If we do start a game, there's a Bundle right now where you can get it -- one of six or seven FitD games for about $20. Or you can get it from the designer's website, here for EUR 15 (about $16).
Doug M.
Darkness Rising |
That is very weird: I just came back to this forum to post an interest check of my own for a sci-fi indie game, to find there is one already here!
Count me interested, I love the FitD system and played Band of Blades one Christmas a while back (there were no survivors) - but I'm not familiar with A Nocturne. I'll pick up a copy of the rules and read through.
Douglas Muir 406 |
Thanks for the info!
Another question, regarding the "make a profit by any means necessary" clause. Would you be putting any guidelines in place for things that are off-limits, or would that be up to the players?
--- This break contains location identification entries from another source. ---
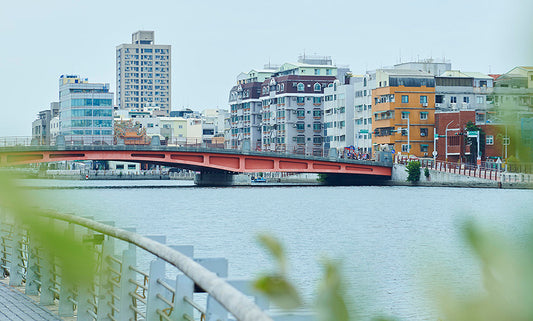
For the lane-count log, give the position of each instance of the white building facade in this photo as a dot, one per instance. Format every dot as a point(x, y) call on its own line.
point(338, 115)
point(362, 120)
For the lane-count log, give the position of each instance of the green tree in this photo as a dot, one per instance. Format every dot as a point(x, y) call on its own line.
point(472, 141)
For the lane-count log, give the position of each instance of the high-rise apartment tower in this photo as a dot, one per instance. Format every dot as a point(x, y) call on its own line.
point(143, 73)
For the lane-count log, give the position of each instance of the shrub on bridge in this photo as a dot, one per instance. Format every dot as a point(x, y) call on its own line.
point(413, 171)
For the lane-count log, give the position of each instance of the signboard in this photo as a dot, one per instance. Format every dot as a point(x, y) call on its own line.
point(472, 133)
point(506, 141)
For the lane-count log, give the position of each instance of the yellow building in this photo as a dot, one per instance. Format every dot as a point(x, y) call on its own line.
point(403, 112)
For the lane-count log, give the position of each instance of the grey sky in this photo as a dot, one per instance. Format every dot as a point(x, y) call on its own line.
point(212, 41)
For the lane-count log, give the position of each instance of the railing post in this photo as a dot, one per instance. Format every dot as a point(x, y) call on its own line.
point(5, 235)
point(184, 289)
point(157, 272)
point(47, 262)
point(16, 266)
point(66, 293)
point(33, 278)
point(105, 287)
point(126, 287)
point(86, 291)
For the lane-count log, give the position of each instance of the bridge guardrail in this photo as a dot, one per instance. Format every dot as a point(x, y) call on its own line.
point(487, 170)
point(122, 291)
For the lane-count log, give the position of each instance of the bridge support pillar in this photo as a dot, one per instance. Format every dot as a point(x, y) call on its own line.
point(221, 179)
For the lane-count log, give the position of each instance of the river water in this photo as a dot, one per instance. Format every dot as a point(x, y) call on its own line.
point(395, 244)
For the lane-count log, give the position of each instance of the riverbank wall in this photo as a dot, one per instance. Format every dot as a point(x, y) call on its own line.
point(446, 179)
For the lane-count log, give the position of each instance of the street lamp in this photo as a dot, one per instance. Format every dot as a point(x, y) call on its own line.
point(453, 129)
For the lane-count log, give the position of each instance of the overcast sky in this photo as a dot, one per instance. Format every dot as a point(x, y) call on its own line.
point(213, 41)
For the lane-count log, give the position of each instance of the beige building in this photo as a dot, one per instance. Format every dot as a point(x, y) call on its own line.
point(143, 73)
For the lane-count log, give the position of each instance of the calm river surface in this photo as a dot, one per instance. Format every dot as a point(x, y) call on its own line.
point(395, 243)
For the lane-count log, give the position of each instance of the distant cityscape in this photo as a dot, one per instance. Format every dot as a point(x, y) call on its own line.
point(421, 109)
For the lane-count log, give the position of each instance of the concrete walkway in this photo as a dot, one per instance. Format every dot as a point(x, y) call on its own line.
point(16, 306)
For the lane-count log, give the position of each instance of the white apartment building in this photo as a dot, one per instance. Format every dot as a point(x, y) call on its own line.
point(362, 120)
point(143, 73)
point(338, 115)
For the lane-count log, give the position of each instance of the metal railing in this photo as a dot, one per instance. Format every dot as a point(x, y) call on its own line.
point(487, 170)
point(120, 290)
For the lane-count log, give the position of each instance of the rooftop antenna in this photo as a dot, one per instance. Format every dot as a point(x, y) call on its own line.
point(400, 54)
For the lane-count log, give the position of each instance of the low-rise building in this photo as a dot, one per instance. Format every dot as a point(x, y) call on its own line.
point(86, 111)
point(339, 115)
point(404, 111)
point(455, 90)
point(41, 129)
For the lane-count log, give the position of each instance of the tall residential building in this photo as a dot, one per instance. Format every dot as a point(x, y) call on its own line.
point(245, 110)
point(363, 87)
point(293, 113)
point(404, 112)
point(281, 108)
point(85, 111)
point(339, 115)
point(143, 73)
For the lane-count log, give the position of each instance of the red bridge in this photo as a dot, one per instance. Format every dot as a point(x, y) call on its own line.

Session Zero -- we would discuss.
The game literally has a mechanic for mass-scale mayhem, with the strong implication that the destruction of Alderaan is on the table. But we don't have to use that mechanic. The game plays fine without it.
You can totally play as a group of scrappy underdogs who are trying to get by in a tough universe. Or cynical but not utterly conscienceless mercenaries who are just looking for the big score to retire on. It's up to you as a group.
Doug M.
Douglas Muir 406 |
played Band of Blades one Christmas a while back (there were no survivors)
Congratulations on playing correctly!
-- It is possible to win BoB, get to the final objective and survive. But it should not be easy. If you're playing it as it's meant to be played, you should be seeing Call of Cthulhu levels of lethality. That game encourages you to play multiple different characters, and there's a reason for that.
Doug M.
Darkness Rising |
Yes, I'm half-convinced that BoB is some sort of Kobayashi Maru given life in an RPG in order to test your gaming group's capacity for failure - I'm not entirely sure it can be beaten (with that said, Christmas at mine tends to be fairly alcoholic so not every decision made was entirely optimal). But a good time was had by all, which is what counts!
I'm really liking what I've read so far of A Nocturne. I hope you get enough interest to run it.